Soon, Mariam hooked her arm through Charlton’s and dragged him into the bedroom with a laughing, possessive air. Their murmurs rose, then fell into the rhythm of the bed, breathy and intimate. Steam from the pot blurred my vision as I stared at the bubbling food, but my expression did not shift. I felt like a block of stone.

When the sounds stopped, Mariam emerged in a bathrobe, satisfied, padding in slippers while casually tossing her hair. She lifted a bowl of soup, took a sip, and spat it back with disgust. “This is awful,” she sneered.

Charlton, however, picked up his chopsticks, tasted a bite, and froze for a moment. “This is…” he murmured, then bowed his head and ate, one mouthful after another. He polished off the entire table of food. I did not even twitch an eyelid.

Late at night, sleep settled over the house, and the steady rhythm of snores filled the rooms. I opened their bedroom door without a sound. Mariam slept deeply, and a tablet on the bedside glowed quietly. As my hand reached for the tablet, the corner of my eye caught the trash bin.

Several used condoms had been balled up and tossed inside.

A sharp pain stabbed my chest, as if someone had driven a needle into me. I did not linger. My fingers moved quickly, copying the surveillance videos from the tablet one by one.

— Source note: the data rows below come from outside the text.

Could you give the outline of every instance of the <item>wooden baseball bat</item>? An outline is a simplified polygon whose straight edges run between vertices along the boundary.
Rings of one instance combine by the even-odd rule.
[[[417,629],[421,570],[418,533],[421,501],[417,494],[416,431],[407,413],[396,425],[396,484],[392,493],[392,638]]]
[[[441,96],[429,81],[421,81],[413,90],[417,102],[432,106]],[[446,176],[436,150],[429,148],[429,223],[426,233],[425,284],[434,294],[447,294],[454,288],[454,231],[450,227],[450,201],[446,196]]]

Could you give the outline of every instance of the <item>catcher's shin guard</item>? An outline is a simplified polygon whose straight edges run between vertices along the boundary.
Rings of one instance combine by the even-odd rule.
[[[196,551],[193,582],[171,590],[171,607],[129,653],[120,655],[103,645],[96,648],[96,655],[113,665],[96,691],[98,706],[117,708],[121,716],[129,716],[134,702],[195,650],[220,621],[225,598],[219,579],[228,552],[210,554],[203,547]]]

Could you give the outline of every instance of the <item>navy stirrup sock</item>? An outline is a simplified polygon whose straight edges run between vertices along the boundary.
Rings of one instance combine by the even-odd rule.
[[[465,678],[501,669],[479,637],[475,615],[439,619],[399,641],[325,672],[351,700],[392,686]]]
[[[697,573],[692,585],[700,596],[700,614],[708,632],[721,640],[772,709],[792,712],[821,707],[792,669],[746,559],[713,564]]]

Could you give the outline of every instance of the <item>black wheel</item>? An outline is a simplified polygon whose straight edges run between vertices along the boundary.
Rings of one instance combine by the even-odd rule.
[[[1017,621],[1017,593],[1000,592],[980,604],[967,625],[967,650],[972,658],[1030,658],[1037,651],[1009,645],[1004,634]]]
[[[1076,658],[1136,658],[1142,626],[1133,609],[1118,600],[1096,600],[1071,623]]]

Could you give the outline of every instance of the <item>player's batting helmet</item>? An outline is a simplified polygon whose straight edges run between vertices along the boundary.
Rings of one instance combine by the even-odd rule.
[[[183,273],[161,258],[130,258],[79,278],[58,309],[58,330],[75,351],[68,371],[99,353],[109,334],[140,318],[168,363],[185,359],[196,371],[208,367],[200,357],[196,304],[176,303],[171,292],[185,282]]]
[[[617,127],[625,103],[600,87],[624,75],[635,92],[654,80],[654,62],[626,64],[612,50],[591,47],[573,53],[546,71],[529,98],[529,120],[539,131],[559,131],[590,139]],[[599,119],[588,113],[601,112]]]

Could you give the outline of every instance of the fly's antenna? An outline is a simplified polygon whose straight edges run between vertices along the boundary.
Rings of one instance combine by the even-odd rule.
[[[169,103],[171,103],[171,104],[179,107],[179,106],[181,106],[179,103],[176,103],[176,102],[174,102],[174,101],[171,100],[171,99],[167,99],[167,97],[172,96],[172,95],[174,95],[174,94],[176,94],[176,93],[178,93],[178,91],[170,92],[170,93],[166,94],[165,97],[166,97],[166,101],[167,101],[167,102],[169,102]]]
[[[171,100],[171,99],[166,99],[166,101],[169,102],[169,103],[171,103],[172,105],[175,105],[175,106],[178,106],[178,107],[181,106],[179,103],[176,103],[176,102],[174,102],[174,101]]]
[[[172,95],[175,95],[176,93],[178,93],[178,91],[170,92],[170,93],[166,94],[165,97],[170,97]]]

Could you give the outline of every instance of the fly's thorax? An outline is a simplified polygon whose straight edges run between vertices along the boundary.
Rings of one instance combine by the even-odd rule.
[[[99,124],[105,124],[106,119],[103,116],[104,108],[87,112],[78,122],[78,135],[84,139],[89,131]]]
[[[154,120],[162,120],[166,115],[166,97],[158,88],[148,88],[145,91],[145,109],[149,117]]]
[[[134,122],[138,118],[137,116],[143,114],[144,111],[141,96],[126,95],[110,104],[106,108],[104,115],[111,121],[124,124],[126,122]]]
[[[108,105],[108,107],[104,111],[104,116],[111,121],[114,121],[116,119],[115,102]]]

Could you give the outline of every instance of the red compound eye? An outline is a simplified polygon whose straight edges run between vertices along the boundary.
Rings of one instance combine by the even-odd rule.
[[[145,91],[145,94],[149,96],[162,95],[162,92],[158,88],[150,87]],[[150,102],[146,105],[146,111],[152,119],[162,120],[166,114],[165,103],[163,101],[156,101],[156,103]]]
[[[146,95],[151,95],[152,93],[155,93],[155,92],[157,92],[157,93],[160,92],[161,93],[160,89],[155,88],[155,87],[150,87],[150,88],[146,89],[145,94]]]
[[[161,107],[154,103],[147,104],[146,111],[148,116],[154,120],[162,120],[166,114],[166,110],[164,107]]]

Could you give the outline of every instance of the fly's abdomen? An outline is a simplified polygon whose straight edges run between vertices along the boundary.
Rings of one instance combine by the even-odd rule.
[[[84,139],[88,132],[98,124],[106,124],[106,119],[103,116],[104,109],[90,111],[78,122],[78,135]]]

When I finished, I packed the divorce papers and my son’s keepsakes carefully into my bag. I did not look back. I did not linger. I slipped out of the villa that had once been ours. The night wind was bone-cold, but my mind had never been clearer.

At the street corner, I pulled out my phone and sent the copied videos to Alan in one hurried burst. My fingers trembled as I hit send.

[Evidence found. I have witnesses.]

[Prepare for court, Atty.]

At that moment, Charlton and Mariam were sleeping soundly, unaware that earlier at our son’s tomb, I had replayed the video she had planted over and over until I was certain it proved she had intentionally swapped the infusion. They did not know it had taken me four years to master the glioblastoma surgery. Even if the hospital doctors understood the theory, it would take them a long time before they could perform it in practice.

When Alan replied, I allowed myself my first quiet, easing smile.